Marty’s photos of the day #4570: Ten days have gone by since Nellie’s TPLO surgery (think doggie Tommy John surgery) on her left rear leg, which means that Deb and I have only seventy-four more days of waiting on Nellie paw and foot. Yeah, the novelty of all of us camping out on a mattress on the main floor is already getting a little old.
Nellie, being a smart dog, has figured out how to milk us for pampering worthy of a queen. Other than the physical therapy that my wife, Deb, does on her leg, as far as Nellie is concerned, it’s time to rock ‘n’ roll again. Our job is to hold her back for the next ten weeks.
Nellie’s only supposed to go on short leash walks, but she’s figured out how to extend those walks substantially by letting me know that she has to poop—and she will do that as soon as she finds the absolute perfect place in the forest to do that.
At night she still has to wear a cone (at least until day fourteen), so she responds by waking me up multiple times a night by shaking her cone to make a rattling noise. Then I take her cone off, get dressed, and we go for a middle-of-the-night walk in the woods.
Last night, at 2:30, a deer looked at us as if saying, “What the fuck are you two doing up at this hour in the morning?” Nellie, of course, announced in response, “Dad! My leg is all better! Undo my leash, and I’ll escort the deer off our property.”
I will say that experiencing the woods at all times of the night is an interesting experience. I wear a really bright headlamp, so I always see eye-shine of animals looking at us. Each time I hope it’s a mountain lion or a wolf, but so far that hasn’t happened.
All in all, Nellie is doing great. Her leg looks much better than it did ten days ago. She’s eating special “human-equivalent dog food,” enjoying her happy drugs, going on walks every time she asks for one, getting to lounge around on a mattress all day, and indulging in unlimited scratches and pets from her human servants.

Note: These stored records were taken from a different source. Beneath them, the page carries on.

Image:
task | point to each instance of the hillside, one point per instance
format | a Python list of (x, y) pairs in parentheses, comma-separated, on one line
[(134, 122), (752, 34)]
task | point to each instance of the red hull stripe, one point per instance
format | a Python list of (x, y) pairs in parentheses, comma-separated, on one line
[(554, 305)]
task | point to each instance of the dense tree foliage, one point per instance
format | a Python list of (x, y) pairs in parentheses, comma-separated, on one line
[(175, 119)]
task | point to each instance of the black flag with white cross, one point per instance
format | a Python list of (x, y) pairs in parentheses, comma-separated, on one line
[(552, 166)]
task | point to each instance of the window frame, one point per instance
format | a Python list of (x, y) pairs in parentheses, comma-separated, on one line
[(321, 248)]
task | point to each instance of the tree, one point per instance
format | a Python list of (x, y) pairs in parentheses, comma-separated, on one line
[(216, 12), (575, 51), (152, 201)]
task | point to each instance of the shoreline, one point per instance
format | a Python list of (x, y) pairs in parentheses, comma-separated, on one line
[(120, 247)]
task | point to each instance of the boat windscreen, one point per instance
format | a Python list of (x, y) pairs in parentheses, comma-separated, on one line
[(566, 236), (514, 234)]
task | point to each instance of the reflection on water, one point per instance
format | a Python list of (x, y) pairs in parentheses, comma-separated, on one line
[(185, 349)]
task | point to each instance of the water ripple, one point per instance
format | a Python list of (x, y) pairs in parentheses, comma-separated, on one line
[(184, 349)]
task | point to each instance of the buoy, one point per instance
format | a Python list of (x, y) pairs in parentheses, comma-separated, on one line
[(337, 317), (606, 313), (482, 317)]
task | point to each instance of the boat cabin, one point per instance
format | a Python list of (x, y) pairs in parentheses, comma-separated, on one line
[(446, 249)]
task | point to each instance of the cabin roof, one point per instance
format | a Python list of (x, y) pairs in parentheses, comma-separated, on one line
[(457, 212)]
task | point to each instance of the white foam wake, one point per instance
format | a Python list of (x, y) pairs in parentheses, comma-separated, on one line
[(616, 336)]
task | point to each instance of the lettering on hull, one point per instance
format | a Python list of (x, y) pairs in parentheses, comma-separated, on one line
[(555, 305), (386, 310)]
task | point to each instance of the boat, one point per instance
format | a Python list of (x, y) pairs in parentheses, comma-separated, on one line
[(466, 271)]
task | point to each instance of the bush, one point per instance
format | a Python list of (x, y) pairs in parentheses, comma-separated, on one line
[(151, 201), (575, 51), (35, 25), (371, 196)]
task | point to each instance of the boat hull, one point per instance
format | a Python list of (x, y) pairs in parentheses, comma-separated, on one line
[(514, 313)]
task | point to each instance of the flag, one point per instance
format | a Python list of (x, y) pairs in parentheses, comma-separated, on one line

As for me, I’m looking forward to when Nellie can graduate to stairs and we can move up to our third-floor bedroom. For a while, our bed will be too high for her to jump in to, so we’ll remove our mattress from the bed and put it on the floor. But at least it will be bigger than the great room floor mattress (from a pull-out couch), so the half of the bed that Nellie allows Deb and me to share will feel less crowded.